A marketing technology platform harnesses technology to put marketing functionality in the hands of marketers and/or marketing technologists. It integrates many different marketing technologies into a consistent and cohesive whole. This enables marketers to create, manage and monitor their digital campaigns from beginning to end. The platform combines data and technology to provide a unified and comprehensive set of digital marketing capabilities.
Marketing technology platforms come in different shapes and sizes
Unbounce is a landing page platform. It’s full service and does everything in and around landing page management. No IT required. Unbounce is a marketing technology platform. MailChimp is another example. The rise in popularity of MailChimp can be largely attributed to its ease of use for performing email tasks. Again, little or no IT knowledge required. Both Unbounce and MailChimp are marketing technology platforms for marketers. For smaller organisations, knitting together these platforms with other technologies enables marketing departments to cost effectively automate the email and landing page aspects of their digital campaigns.

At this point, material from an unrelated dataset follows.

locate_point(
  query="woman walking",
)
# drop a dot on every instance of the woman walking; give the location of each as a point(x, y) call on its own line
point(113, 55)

However, larger organisations that have multiple product teams, business units and internal audiences, a smorgasbord of marketing technologies does not sit well with the centralised services mindset that is IT. CMOs and CIOs are just not aligned on that front and the jury is still out on whether they ever will be.
However, when running hundreds of digital campaigns, promotions and events, there are real benefits to managing them across a single platform. This is when the notion of an in-house marketing technology platform starts to take shape.
The In-House Marketing Technology Platform
This is a hard space to play in. Instantly, you are swamped with tactial technology solutions to wicked strategic marketing problems:
- How do you reconcile customer (CRM) and product (eCommerce) information?
- What’s the best way to measure and monitor marketing activities, across all channels, in a consistent manner?
- What technology infrastructure do we build to support mobile, email and social media channel integration?
- How do you structure and manage content that needs to be translated, localised and personalised in unforeseen ways?
- How do authors create campaigns in one place and publishes it along multiple marketing channels?
- What the best way to plan, manage, schedule and rollback complex, integrated digital campaigns?
- How do you integrate with anything and aggregate everything?
- How will the platform scale to support a global business?
The in-house marketing technology platform provides a joined up marketing technology strategy. It takes a best of breed approach to reuse marketing technology that is already out there and successful. There are definitely core pieces of the platform that require the deep thinking. These pieces relate to the messaging backbone, CMS, Analytics, eCommerce and CRM. However, once the essential core is understood, its a matter of defining the best practices and recommendations for integrating with other marketing technologies to ensure the reliable flow of ‘A’ class data between marketing and their customers.